Starlink: A potential threat to local players due to its advantages
Elon Musk's satellite-based internet service, Starlink, was introduced in Indonesia in May-24. This service has the potential to intensify competition among telco players in Indonesia in medieum to long term. Initially, the service will be concentrated in rural and remote areas across Indonesia. Compared to conventional telco and tower companies, which require expensive, land-based infrastructure to provide quality network, Starlink, being satellite-based, has advantages: 1) No after-sales services, 2) No technician costs, 3) minimum marketing costs, making Starlink far more efficient than telco companies which usually spend big on opex (1Q24 opex/sales: 1) TLKM: 69.7%, 2) ISAT: 79.9%, 3) EXCL: 83.5%). As of May-24, Starlink boasts a constellation of over 5,200 operational satellites, beaming internet access to 2.7 million subs across 75 countries. We noticed that Starlink cut its prices by ~60% within 2-3 years after its launch in most of those countries. At the moment, Starlink’s price package in Indonesia starts at IDR 750k/month (USD 45.7), and if the same strategy is applied, the starting price will go down to IDR 300k/month (USD 18.3), lower than Indonesia’s current FBB ARPU of IDR 350k/month (USD 21.3).

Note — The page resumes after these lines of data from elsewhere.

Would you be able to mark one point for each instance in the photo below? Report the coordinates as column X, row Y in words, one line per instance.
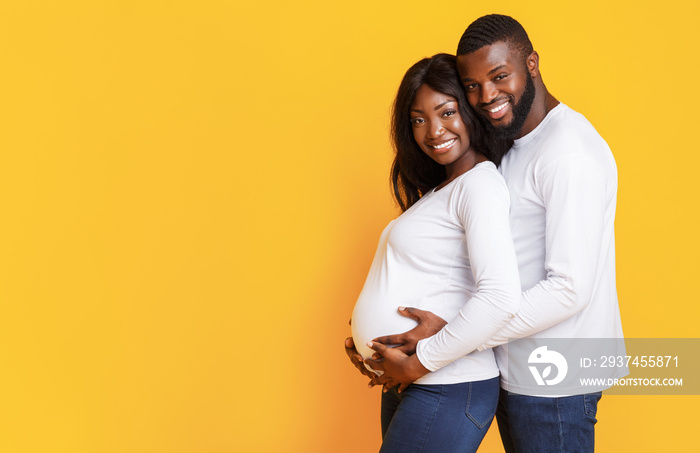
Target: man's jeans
column 531, row 424
column 438, row 418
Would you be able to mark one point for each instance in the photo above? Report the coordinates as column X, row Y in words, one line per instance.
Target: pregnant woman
column 449, row 252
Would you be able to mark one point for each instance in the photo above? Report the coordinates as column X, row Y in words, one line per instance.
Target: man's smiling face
column 499, row 87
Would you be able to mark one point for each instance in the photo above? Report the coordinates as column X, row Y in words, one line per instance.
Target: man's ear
column 533, row 64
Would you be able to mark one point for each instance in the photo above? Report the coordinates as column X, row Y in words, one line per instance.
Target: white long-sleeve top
column 450, row 253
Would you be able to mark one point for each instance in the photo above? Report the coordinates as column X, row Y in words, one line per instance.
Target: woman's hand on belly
column 356, row 358
column 398, row 368
column 428, row 325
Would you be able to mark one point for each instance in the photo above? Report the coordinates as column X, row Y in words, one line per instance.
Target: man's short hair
column 493, row 28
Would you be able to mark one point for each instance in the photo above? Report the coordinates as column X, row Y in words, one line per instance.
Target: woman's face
column 437, row 126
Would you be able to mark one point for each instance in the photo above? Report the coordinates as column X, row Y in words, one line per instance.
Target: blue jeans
column 438, row 418
column 531, row 424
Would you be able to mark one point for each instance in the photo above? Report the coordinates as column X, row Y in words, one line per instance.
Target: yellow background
column 191, row 194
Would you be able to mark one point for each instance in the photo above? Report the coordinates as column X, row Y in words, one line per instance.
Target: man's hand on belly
column 428, row 325
column 398, row 368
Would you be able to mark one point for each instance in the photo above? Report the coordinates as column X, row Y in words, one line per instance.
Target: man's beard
column 520, row 112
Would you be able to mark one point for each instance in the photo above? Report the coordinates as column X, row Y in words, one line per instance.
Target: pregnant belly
column 372, row 319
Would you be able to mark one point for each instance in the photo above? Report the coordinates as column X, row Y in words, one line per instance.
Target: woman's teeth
column 445, row 145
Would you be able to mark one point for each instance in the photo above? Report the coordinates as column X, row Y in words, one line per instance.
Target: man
column 562, row 180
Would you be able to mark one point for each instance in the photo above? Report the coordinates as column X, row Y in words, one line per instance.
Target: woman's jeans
column 438, row 418
column 532, row 424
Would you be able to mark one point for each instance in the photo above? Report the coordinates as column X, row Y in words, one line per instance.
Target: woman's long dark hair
column 413, row 173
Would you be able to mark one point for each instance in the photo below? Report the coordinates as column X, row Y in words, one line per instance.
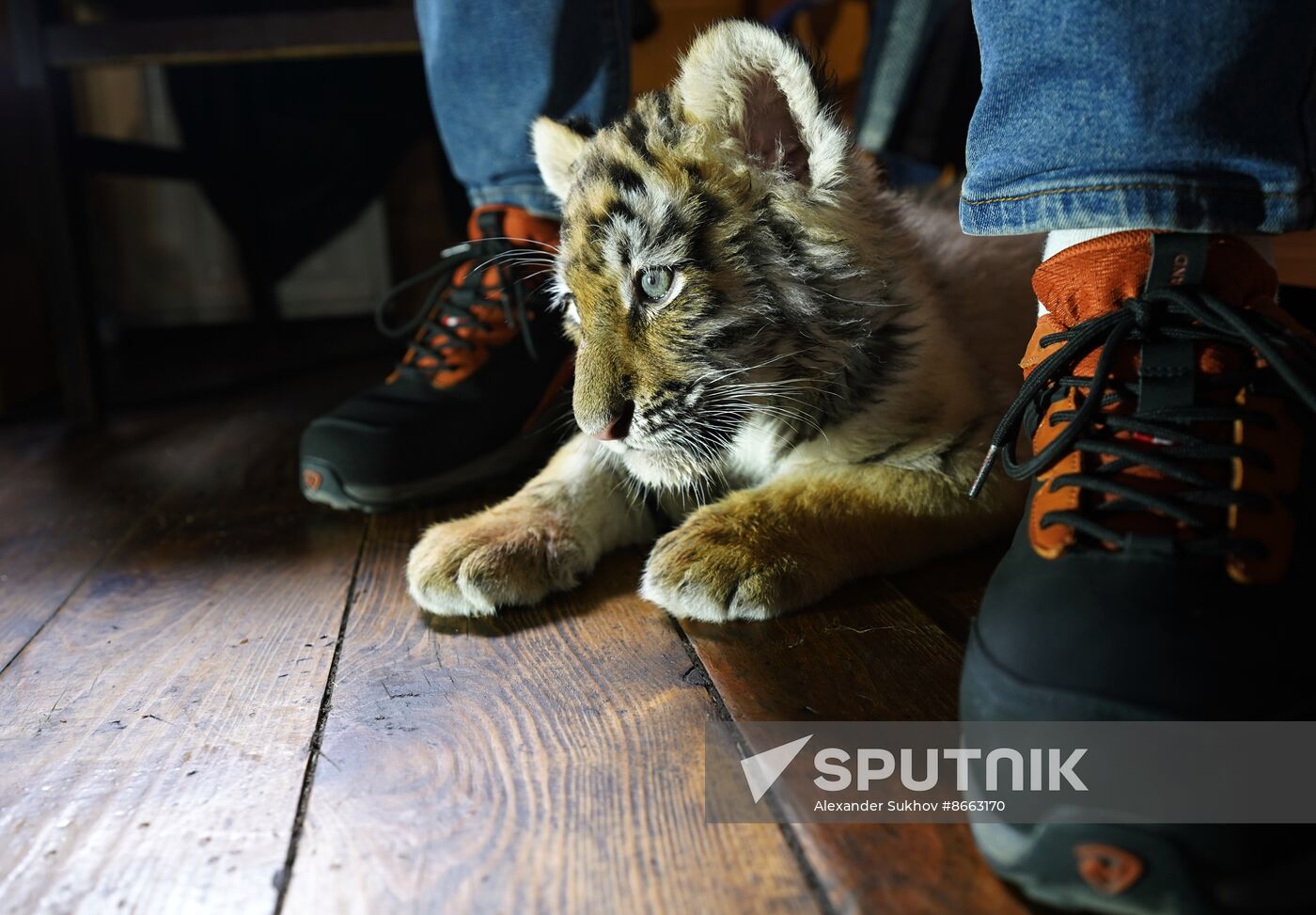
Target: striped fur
column 813, row 397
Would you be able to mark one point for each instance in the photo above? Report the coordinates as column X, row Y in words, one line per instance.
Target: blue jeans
column 1142, row 114
column 494, row 68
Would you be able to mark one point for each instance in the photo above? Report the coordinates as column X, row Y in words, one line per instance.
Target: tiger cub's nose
column 619, row 425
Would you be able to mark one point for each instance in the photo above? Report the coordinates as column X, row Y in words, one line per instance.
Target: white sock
column 1061, row 239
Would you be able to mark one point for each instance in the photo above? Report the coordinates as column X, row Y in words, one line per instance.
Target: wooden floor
column 214, row 697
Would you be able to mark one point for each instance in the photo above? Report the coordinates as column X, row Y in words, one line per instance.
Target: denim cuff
column 533, row 197
column 1136, row 201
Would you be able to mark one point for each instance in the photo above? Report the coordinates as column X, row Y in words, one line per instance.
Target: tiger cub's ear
column 747, row 81
column 556, row 147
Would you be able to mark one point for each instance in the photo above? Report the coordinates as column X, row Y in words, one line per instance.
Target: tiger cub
column 800, row 366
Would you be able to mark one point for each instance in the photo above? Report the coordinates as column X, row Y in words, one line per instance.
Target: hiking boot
column 470, row 401
column 1165, row 566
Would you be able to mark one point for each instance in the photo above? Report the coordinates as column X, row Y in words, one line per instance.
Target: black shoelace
column 443, row 316
column 1170, row 313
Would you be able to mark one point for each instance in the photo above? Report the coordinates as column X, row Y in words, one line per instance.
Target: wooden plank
column 866, row 655
column 949, row 592
column 548, row 760
column 230, row 39
column 68, row 499
column 154, row 734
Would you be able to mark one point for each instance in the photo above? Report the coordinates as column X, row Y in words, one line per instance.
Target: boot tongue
column 1092, row 278
column 497, row 221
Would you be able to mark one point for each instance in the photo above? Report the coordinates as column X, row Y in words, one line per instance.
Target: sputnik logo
column 763, row 769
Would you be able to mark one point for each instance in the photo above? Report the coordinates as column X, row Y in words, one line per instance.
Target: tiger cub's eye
column 655, row 283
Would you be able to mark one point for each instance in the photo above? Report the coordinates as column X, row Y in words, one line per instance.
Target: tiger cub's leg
column 776, row 548
column 541, row 540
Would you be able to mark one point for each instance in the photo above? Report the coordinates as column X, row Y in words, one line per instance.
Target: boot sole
column 1045, row 860
column 321, row 483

Direct-to-cell services using satellite-based phones
Elon’s next plan is to create direct-to-cell services for Starlink users, enabling them to access Starlink services directly through their smartphones. According to the pipeline, the company will release the prototype for text services in late 2024 and voice, data, and IOT services in 2025. Looking at the business model, Starlink will need to partner with local operator(s) to use their spectrums. Given TLKM’s huge mobile subscriber base outside Java ISAT’s strategy to expand to rural areas and have the largest spectrums market share of 36.5% and 29.9% respectively, they are the most likely partners for Starlink.
May-24 FBB price package updates: Lower yield post Starlink’s entry
As Starlink set its foot in Indonesia, we noticed aggressive price adjustments by smaller FBB players in May-24. ICON+ (Java and Bali) cut its premium subscription fees from IDR 560k (USD 34.1) to IDR 399k or USD 24.3 (100 Mbps) and from IDR 330k (USD 20.1) to IDR 299k or USD 18.2 (50Mbps), bringing overall effective yield to IDR 5.6k (USD 0.3)/mbps (-10.5% m-m). The same, lower-yield strategy was used in Sumatera + Kalimantan, with ICON+’s effective yield now standing at IDR 8.0k (USD 0.49)/Mbps (-8.0% m-m), while in Eastern Indonesia, monthly subscription fees for 35Mbps and 50Mbps packages were +10.0% m-m and +9.5% m-m respectively. Balifiber also cut the headline prices on Xtreams internet combos -10.6% m-m and launched new internet combos called Pandawa Xtream with initial subscription fee of IDR645k or USD 39.3 (250 Mbps) with 70+ TV channels, bringing overall effective yield to IDR 9.6k/Mbps (-2.9% m-m). Meanwhile, the ‘bigger’ FBB and telco players did not take the same aggressive approach to face Starlink, at least for now (please see Table 13).
Cut to NEUTRAL on the sector, with ISAT as our top pick
Given deteorating fundamentals on the back of Starlink’s entreance into the telco space, we downgrade our rating to NEUTRAL from Overweight, as we believe Starlink is likely to be a new disruptor in the industry potentially triggering another ‘price war’ in both FBB and mobile network markets in medium to long term.Hence, we lower our Indihome ARPU growth forecast in FY25F and FY26F to -5.0% and additional subs to +450/year, leading to lower EPS of -1.8% and -6.0% y-y, and cut our DCF-based TP to IDR 3,600 (from 3,900) implying 5.9x EV/EBITDA FY24F. However, we keep most of our stock recommendations at BUY, since our listed telco players have relatively underperformed (YTD Performance: TLKM: -17.9%; ISAT: -14.9% from peak). At this stage, we pick ISAT as our top pick with TP of IDR 12,500 (5.4x EV/EBITDA FY24F) due to its choice of strategy to expand aggressively to rural areas outside Java, providing higher growth. Upside risks: 1) lower competition, 2) Higher-than-expected ARPU growth. Downside risk: 1) more intense competition.